Gilian started guiltily, flushed to the nape of his neck and stammered an explanation or excuse.

“The bird, the bird!” said he, turning and looking at the dolorous piper of the marsh.

“Man!” said the Paymaster in English, looking whimsically at this childish expression of surprise. “Man! you’re a queer callant too. Are there no curlews about Ladyfield that you should be in such a wonder at this one? Just a plain, long-nebbed, useless bird, not worth powder and shot, very douce in the plumage, and always at the same song like MacNicol the Major.”

The little fellow broke into a stammering torrent of Gaelic. “What does it say, what does it say?” he asked: “it is calling, calling, calling, and no one will answer it; it is telling something, and I cannot understand. Oh, I am sorry for it, and——”

“You must be very hungry, poor boy,” said the Paymaster. “Come away down, and Miss Mary will give you dinner. Did you ever taste rhubarb tart with cream to it? I have seen you making umbrellas with the rhubarb up the glen, but I’m sure the goodwife did not know the real use of it.”

Gilian paid no heed to the speaker, but listened with streaming eyes to the wearied note of the bird that still cried over the field. Then the Paymaster swore a fiery oath most mildly, and clutched the boy by the jacket sleeve and led him homeward.

“Come along,” said he, “come along. You’re the daftest creature ever came out of the glen, and what’s the wonder of it, born and bred among stirks and sheep on a lee-lone country-side with only the birds to speak to?”
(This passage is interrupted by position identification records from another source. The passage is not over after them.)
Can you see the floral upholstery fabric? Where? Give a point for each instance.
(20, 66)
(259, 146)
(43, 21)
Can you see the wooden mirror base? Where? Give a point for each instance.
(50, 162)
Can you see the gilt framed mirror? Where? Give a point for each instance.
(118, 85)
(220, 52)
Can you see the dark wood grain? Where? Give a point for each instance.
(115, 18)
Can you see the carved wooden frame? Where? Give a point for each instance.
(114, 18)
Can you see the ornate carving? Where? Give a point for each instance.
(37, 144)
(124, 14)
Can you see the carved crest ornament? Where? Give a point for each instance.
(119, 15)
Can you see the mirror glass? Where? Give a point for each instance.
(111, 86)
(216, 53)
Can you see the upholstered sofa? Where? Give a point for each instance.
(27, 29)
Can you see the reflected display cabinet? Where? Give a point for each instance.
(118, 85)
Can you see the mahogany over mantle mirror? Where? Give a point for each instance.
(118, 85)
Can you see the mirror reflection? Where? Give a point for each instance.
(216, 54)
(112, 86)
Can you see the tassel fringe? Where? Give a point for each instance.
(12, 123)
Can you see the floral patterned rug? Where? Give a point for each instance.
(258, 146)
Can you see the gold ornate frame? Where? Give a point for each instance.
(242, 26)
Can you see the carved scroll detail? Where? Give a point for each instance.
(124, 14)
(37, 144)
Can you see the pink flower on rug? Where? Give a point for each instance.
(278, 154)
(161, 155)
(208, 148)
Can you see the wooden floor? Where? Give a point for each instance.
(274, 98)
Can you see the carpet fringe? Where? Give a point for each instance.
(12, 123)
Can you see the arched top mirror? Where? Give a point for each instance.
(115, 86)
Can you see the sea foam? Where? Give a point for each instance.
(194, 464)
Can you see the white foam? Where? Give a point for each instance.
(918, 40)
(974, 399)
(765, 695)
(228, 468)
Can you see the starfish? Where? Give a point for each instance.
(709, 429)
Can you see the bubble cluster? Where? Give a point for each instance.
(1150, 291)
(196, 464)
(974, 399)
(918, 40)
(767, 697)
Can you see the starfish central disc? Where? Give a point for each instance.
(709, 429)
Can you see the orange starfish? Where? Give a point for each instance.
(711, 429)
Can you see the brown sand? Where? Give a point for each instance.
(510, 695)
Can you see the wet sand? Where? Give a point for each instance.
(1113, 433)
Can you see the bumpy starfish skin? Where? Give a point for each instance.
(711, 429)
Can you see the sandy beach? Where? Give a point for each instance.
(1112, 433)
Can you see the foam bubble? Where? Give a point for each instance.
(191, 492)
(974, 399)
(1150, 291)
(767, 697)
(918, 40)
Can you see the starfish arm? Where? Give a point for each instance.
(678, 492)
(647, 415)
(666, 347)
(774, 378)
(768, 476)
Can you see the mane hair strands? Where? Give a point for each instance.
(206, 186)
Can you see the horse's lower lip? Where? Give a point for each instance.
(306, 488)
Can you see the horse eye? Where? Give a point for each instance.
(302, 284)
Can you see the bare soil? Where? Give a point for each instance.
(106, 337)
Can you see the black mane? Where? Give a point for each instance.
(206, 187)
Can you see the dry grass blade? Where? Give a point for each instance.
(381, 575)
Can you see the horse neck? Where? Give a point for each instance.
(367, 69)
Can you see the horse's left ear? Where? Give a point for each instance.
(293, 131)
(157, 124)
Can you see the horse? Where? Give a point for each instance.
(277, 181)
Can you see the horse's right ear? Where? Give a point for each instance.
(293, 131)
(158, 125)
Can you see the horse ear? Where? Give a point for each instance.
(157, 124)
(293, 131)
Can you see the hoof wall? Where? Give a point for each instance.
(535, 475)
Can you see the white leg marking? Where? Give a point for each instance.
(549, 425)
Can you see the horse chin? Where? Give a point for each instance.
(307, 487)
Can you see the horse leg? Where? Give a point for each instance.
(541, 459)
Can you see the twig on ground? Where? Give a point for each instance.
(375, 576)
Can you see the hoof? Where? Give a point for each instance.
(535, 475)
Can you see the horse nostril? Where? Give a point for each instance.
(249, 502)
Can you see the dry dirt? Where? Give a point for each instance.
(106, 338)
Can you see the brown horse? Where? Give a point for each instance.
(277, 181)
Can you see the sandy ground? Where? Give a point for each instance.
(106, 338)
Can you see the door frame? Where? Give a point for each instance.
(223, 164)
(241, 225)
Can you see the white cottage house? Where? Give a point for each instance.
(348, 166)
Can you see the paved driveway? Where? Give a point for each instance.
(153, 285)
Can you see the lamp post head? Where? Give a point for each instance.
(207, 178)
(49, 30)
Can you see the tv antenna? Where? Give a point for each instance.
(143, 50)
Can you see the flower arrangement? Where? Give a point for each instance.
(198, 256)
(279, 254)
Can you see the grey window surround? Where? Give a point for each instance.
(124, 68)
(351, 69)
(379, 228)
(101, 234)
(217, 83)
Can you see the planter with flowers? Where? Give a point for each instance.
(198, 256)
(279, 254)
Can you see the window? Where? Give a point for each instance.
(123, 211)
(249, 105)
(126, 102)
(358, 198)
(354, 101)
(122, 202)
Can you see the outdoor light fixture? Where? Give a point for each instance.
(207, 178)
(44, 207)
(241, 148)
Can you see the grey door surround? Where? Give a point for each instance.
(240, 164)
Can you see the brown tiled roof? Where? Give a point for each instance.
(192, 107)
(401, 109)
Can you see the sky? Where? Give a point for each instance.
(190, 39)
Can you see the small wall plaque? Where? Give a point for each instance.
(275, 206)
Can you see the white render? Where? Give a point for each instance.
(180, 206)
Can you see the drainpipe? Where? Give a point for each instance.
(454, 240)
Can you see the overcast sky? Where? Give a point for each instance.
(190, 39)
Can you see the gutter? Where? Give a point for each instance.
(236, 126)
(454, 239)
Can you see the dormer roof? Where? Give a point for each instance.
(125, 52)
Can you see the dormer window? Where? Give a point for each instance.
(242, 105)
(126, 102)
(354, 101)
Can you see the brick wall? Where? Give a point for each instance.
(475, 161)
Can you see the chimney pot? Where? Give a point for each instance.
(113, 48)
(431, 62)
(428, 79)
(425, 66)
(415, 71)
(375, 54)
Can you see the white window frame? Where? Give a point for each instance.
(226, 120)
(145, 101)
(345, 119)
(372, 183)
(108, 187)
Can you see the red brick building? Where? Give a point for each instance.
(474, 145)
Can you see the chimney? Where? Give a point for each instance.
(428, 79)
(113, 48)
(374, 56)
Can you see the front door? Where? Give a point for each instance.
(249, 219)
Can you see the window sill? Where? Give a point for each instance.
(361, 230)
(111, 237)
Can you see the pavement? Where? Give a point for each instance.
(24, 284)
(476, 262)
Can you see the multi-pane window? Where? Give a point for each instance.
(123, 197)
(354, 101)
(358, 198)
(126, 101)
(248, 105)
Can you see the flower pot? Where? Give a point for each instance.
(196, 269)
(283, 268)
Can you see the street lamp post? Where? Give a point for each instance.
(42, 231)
The two went down the road together, the Paymaster a little wearied with his years and weight or lazied by his own drams, leaning in the least degree upon the shoulder of the boy. They made an odd-looking couple—dawn and the declining day, Spring and ripe Autumn, illusion and an elderly half-pay officer in a stock and a brown scratch wig upon a head that would harbour no more the dreams, the poignancies of youth. Some of the mourners hastening to their liquor turned at the Cross and looked up the road to see if they were following, and they were struck vaguely by the significance of the thing.

“Dear me,” said the Fiscal, “is not Old Mars getting very bent and ancient?”

“He is, that!” said Rixa, who was Sheriff Maclachlan to his face. “I notice a glass or two makes a wonderful difference on him this year back ever since he had his little bit towt. That’s a nice looking boy; I like the aspect of him; it’s unusual. What a pity the Paymaster never had a wife or sons of his own.”